Tuesday, June 13, 2006

Adeus

Já gastámos as palavras pela rua,
meu amor,
e o que nos ficou não chega
para afastar o frio de quatro paredes.

Gastámos tudo menos o silêncio.
Gastámos os olhos com o sal das
lágrimas,
gastámos as mão à força de as
apertarmos,
gastámos o relógio e as pedras das
esquinas em esperas inúteis.

Meto as mãos nas algibeiras
e não encontro nada.
Antigamente tínhamos tanto para dar
um ao outro!
Era como se todas as coisas fossem minhas:
quanto mais te dava mais tinha para te dar.

Às vezes tu dizias:
os teus olhos são peixes verdes!
e eu acreditava.
Acreditava,
porque ao teu lado todas as coisas eram possíveis.
Mas isso era no tempo dos segredos,
no tempo em que o teu corpo era um aquário,
no tempo em que os meus olhos eram peixes verdes.
Hoje são apenas os meus olhos.

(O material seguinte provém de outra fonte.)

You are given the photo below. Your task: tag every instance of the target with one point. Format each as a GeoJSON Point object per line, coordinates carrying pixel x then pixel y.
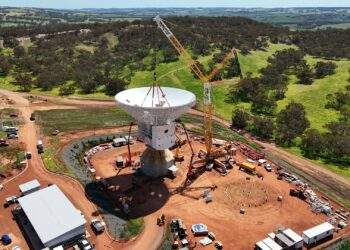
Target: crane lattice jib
{"type": "Point", "coordinates": [208, 108]}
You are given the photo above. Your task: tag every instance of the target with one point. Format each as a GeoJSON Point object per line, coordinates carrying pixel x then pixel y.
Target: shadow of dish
{"type": "Point", "coordinates": [143, 196]}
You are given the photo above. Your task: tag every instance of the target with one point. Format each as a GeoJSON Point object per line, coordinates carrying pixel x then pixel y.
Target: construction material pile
{"type": "Point", "coordinates": [317, 205]}
{"type": "Point", "coordinates": [249, 151]}
{"type": "Point", "coordinates": [91, 152]}
{"type": "Point", "coordinates": [250, 194]}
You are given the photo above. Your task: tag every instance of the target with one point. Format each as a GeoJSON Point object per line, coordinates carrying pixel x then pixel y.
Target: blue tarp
{"type": "Point", "coordinates": [199, 229]}
{"type": "Point", "coordinates": [6, 239]}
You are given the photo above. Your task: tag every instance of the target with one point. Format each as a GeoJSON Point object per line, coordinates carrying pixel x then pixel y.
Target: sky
{"type": "Point", "coordinates": [78, 4]}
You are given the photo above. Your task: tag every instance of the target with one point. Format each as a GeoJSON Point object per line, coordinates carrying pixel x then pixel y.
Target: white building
{"type": "Point", "coordinates": [29, 187]}
{"type": "Point", "coordinates": [296, 238]}
{"type": "Point", "coordinates": [267, 244]}
{"type": "Point", "coordinates": [53, 217]}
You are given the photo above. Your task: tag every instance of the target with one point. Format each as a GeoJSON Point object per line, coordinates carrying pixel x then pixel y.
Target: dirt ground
{"type": "Point", "coordinates": [236, 231]}
{"type": "Point", "coordinates": [29, 135]}
{"type": "Point", "coordinates": [263, 212]}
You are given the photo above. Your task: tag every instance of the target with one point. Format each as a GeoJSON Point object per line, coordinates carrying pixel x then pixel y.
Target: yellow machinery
{"type": "Point", "coordinates": [249, 167]}
{"type": "Point", "coordinates": [208, 107]}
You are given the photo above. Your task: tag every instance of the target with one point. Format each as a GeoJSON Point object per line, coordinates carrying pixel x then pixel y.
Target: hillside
{"type": "Point", "coordinates": [296, 18]}
{"type": "Point", "coordinates": [280, 68]}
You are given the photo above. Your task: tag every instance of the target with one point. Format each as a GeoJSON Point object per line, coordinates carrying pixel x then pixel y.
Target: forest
{"type": "Point", "coordinates": [107, 56]}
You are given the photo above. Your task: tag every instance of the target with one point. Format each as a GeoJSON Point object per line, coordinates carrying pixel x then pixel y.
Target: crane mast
{"type": "Point", "coordinates": [207, 103]}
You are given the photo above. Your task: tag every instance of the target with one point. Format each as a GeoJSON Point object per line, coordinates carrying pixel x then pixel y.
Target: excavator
{"type": "Point", "coordinates": [210, 154]}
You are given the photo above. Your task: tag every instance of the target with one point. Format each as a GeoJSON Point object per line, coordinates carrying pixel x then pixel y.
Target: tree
{"type": "Point", "coordinates": [240, 118]}
{"type": "Point", "coordinates": [246, 89]}
{"type": "Point", "coordinates": [67, 89]}
{"type": "Point", "coordinates": [291, 122]}
{"type": "Point", "coordinates": [19, 51]}
{"type": "Point", "coordinates": [262, 127]}
{"type": "Point", "coordinates": [113, 86]}
{"type": "Point", "coordinates": [323, 69]}
{"type": "Point", "coordinates": [304, 74]}
{"type": "Point", "coordinates": [5, 66]}
{"type": "Point", "coordinates": [24, 80]}
{"type": "Point", "coordinates": [312, 143]}
{"type": "Point", "coordinates": [262, 104]}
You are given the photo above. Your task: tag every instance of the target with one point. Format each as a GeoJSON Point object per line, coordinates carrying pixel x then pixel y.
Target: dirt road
{"type": "Point", "coordinates": [150, 238]}
{"type": "Point", "coordinates": [330, 181]}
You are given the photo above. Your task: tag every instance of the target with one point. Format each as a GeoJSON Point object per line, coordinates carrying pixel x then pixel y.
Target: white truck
{"type": "Point", "coordinates": [40, 147]}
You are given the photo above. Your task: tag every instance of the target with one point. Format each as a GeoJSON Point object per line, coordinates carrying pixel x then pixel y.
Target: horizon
{"type": "Point", "coordinates": [161, 4]}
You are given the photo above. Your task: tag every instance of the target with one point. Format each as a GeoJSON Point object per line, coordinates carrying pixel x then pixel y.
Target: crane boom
{"type": "Point", "coordinates": [208, 107]}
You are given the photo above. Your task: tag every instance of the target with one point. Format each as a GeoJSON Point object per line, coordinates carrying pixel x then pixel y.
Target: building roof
{"type": "Point", "coordinates": [292, 235]}
{"type": "Point", "coordinates": [25, 187]}
{"type": "Point", "coordinates": [119, 139]}
{"type": "Point", "coordinates": [317, 230]}
{"type": "Point", "coordinates": [271, 244]}
{"type": "Point", "coordinates": [50, 213]}
{"type": "Point", "coordinates": [262, 245]}
{"type": "Point", "coordinates": [286, 241]}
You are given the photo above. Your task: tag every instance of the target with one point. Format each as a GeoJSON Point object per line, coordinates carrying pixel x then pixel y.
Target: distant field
{"type": "Point", "coordinates": [313, 97]}
{"type": "Point", "coordinates": [177, 74]}
{"type": "Point", "coordinates": [82, 119]}
{"type": "Point", "coordinates": [337, 26]}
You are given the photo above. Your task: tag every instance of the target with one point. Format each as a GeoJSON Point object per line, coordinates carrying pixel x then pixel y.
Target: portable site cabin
{"type": "Point", "coordinates": [316, 234]}
{"type": "Point", "coordinates": [29, 187]}
{"type": "Point", "coordinates": [120, 141]}
{"type": "Point", "coordinates": [261, 246]}
{"type": "Point", "coordinates": [119, 161]}
{"type": "Point", "coordinates": [267, 244]}
{"type": "Point", "coordinates": [296, 238]}
{"type": "Point", "coordinates": [284, 241]}
{"type": "Point", "coordinates": [49, 219]}
{"type": "Point", "coordinates": [250, 167]}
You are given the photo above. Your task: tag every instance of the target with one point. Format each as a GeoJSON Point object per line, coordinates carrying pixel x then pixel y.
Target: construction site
{"type": "Point", "coordinates": [192, 190]}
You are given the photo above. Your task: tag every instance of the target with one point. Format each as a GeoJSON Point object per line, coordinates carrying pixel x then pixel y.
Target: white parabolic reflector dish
{"type": "Point", "coordinates": [155, 105]}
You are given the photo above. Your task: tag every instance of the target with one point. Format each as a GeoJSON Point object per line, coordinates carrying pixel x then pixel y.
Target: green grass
{"type": "Point", "coordinates": [13, 155]}
{"type": "Point", "coordinates": [132, 228]}
{"type": "Point", "coordinates": [112, 40]}
{"type": "Point", "coordinates": [181, 77]}
{"type": "Point", "coordinates": [335, 168]}
{"type": "Point", "coordinates": [84, 47]}
{"type": "Point", "coordinates": [336, 26]}
{"type": "Point", "coordinates": [219, 131]}
{"type": "Point", "coordinates": [52, 164]}
{"type": "Point", "coordinates": [313, 97]}
{"type": "Point", "coordinates": [67, 120]}
{"type": "Point", "coordinates": [7, 120]}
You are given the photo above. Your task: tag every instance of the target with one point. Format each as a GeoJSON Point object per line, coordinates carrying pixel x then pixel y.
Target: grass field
{"type": "Point", "coordinates": [10, 157]}
{"type": "Point", "coordinates": [70, 120]}
{"type": "Point", "coordinates": [181, 77]}
{"type": "Point", "coordinates": [313, 97]}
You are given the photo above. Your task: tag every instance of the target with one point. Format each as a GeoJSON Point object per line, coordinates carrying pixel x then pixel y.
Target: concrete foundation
{"type": "Point", "coordinates": [155, 163]}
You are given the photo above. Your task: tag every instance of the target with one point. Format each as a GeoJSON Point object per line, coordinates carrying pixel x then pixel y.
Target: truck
{"type": "Point", "coordinates": [40, 147]}
{"type": "Point", "coordinates": [120, 141]}
{"type": "Point", "coordinates": [3, 143]}
{"type": "Point", "coordinates": [318, 234]}
{"type": "Point", "coordinates": [119, 162]}
{"type": "Point", "coordinates": [10, 200]}
{"type": "Point", "coordinates": [247, 167]}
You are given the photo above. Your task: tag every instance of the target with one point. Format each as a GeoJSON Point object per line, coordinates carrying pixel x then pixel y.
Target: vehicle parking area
{"type": "Point", "coordinates": [265, 200]}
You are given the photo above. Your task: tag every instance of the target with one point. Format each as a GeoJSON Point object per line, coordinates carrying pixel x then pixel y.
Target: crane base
{"type": "Point", "coordinates": [156, 163]}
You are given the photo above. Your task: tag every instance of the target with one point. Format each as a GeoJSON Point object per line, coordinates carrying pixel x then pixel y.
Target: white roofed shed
{"type": "Point", "coordinates": [317, 233]}
{"type": "Point", "coordinates": [296, 238]}
{"type": "Point", "coordinates": [271, 244]}
{"type": "Point", "coordinates": [29, 187]}
{"type": "Point", "coordinates": [53, 216]}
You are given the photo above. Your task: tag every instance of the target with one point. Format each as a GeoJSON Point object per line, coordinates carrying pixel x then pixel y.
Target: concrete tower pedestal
{"type": "Point", "coordinates": [155, 163]}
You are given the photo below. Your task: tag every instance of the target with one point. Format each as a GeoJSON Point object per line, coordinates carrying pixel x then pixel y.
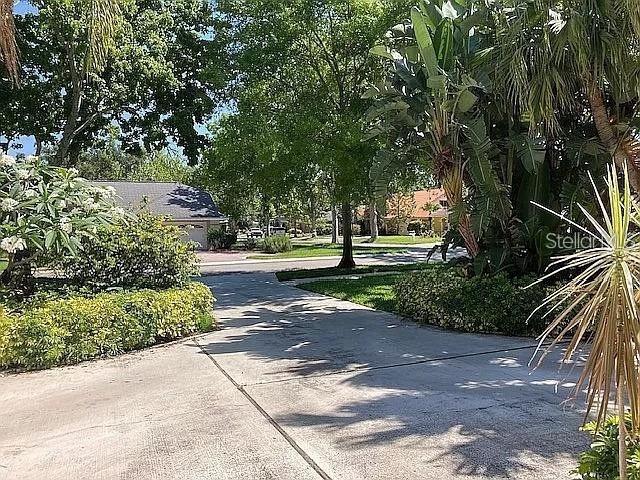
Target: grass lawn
{"type": "Point", "coordinates": [321, 250]}
{"type": "Point", "coordinates": [333, 271]}
{"type": "Point", "coordinates": [374, 291]}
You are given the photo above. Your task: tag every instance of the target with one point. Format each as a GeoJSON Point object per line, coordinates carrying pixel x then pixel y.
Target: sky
{"type": "Point", "coordinates": [26, 145]}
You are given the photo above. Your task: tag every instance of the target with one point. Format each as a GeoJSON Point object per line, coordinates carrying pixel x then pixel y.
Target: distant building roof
{"type": "Point", "coordinates": [175, 200]}
{"type": "Point", "coordinates": [430, 203]}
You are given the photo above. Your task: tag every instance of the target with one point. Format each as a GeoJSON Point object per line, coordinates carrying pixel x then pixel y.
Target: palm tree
{"type": "Point", "coordinates": [428, 107]}
{"type": "Point", "coordinates": [102, 19]}
{"type": "Point", "coordinates": [577, 58]}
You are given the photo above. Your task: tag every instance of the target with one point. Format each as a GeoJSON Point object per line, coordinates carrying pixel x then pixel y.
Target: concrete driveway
{"type": "Point", "coordinates": [295, 386]}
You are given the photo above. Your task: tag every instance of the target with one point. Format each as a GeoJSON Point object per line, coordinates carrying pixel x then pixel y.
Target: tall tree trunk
{"type": "Point", "coordinates": [70, 127]}
{"type": "Point", "coordinates": [312, 214]}
{"type": "Point", "coordinates": [347, 260]}
{"type": "Point", "coordinates": [266, 212]}
{"type": "Point", "coordinates": [334, 224]}
{"type": "Point", "coordinates": [608, 136]}
{"type": "Point", "coordinates": [373, 219]}
{"type": "Point", "coordinates": [452, 183]}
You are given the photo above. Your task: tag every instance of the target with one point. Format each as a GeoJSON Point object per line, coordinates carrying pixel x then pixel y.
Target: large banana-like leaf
{"type": "Point", "coordinates": [425, 42]}
{"type": "Point", "coordinates": [531, 152]}
{"type": "Point", "coordinates": [491, 198]}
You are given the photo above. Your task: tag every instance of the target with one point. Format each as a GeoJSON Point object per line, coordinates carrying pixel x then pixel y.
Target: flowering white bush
{"type": "Point", "coordinates": [48, 210]}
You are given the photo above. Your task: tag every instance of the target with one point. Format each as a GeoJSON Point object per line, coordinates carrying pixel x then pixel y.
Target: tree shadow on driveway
{"type": "Point", "coordinates": [372, 388]}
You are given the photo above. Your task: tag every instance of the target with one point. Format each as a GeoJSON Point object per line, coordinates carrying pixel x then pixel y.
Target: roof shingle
{"type": "Point", "coordinates": [175, 200]}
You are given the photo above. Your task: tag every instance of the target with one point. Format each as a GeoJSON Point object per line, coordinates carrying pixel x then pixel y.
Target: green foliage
{"type": "Point", "coordinates": [160, 79]}
{"type": "Point", "coordinates": [600, 461]}
{"type": "Point", "coordinates": [286, 275]}
{"type": "Point", "coordinates": [443, 296]}
{"type": "Point", "coordinates": [145, 253]}
{"type": "Point", "coordinates": [70, 330]}
{"type": "Point", "coordinates": [372, 291]}
{"type": "Point", "coordinates": [277, 244]}
{"type": "Point", "coordinates": [415, 226]}
{"type": "Point", "coordinates": [221, 239]}
{"type": "Point", "coordinates": [47, 212]}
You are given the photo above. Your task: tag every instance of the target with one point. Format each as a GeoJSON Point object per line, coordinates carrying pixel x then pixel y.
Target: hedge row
{"type": "Point", "coordinates": [70, 330]}
{"type": "Point", "coordinates": [442, 296]}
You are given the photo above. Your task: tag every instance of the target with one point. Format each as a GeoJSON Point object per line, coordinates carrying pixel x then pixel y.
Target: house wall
{"type": "Point", "coordinates": [198, 231]}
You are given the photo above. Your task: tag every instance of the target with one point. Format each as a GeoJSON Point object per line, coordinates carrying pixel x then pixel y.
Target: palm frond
{"type": "Point", "coordinates": [600, 302]}
{"type": "Point", "coordinates": [8, 47]}
{"type": "Point", "coordinates": [104, 18]}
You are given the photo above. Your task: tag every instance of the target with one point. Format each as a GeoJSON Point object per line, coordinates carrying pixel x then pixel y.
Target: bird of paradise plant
{"type": "Point", "coordinates": [599, 304]}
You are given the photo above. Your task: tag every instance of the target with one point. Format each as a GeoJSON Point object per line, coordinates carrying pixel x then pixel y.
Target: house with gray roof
{"type": "Point", "coordinates": [188, 207]}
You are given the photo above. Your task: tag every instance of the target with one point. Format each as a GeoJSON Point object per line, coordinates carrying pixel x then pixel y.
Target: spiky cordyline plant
{"type": "Point", "coordinates": [599, 305]}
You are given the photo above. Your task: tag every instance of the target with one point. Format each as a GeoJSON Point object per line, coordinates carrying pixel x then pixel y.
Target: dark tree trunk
{"type": "Point", "coordinates": [347, 260]}
{"type": "Point", "coordinates": [334, 224]}
{"type": "Point", "coordinates": [609, 137]}
{"type": "Point", "coordinates": [373, 220]}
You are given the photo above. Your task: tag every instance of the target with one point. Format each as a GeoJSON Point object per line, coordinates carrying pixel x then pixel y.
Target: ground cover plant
{"type": "Point", "coordinates": [443, 296]}
{"type": "Point", "coordinates": [374, 291]}
{"type": "Point", "coordinates": [124, 280]}
{"type": "Point", "coordinates": [70, 329]}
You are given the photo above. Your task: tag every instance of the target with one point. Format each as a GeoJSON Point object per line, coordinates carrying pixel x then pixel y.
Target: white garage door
{"type": "Point", "coordinates": [198, 233]}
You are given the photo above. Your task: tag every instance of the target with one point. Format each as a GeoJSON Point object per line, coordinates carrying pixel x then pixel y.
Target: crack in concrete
{"type": "Point", "coordinates": [367, 368]}
{"type": "Point", "coordinates": [305, 456]}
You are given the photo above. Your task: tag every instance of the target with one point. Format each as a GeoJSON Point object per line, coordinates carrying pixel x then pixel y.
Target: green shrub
{"type": "Point", "coordinates": [145, 253]}
{"type": "Point", "coordinates": [220, 239]}
{"type": "Point", "coordinates": [415, 226]}
{"type": "Point", "coordinates": [70, 330]}
{"type": "Point", "coordinates": [442, 296]}
{"type": "Point", "coordinates": [600, 462]}
{"type": "Point", "coordinates": [277, 244]}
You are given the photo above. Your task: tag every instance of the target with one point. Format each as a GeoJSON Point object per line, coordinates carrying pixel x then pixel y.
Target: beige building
{"type": "Point", "coordinates": [182, 205]}
{"type": "Point", "coordinates": [429, 207]}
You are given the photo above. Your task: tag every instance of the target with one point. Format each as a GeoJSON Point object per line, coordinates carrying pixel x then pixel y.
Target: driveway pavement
{"type": "Point", "coordinates": [300, 386]}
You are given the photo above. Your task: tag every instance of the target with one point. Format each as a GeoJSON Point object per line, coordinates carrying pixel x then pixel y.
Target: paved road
{"type": "Point", "coordinates": [413, 255]}
{"type": "Point", "coordinates": [295, 386]}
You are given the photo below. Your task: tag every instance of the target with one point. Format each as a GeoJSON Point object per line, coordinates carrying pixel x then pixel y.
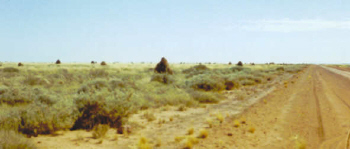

É pouco, mas é verdade,
uns olhos como todos os outros.

Já gastámos as palavras.
Quando agora digo: meu amor...,
já se não passa absolutamente nada.

E no entanto, antes das palavras gastas,
tenho a certeza
de que todas as coisas estremeciam
só de murmurar o teu nome
no silêncio do meu coração.
Não temos já nada para dar.
Dentro de ti não há nada que me peça água.
O passado é inútil como um trapo.
E já te disse: as palavras estão gastas.

Adeus.

Eugénio de Andrade
"O poeta da intensidade" - Virgílio Ferreira

1 Comments:

At 7:04 PM, Blogger Tiago Fernandes said...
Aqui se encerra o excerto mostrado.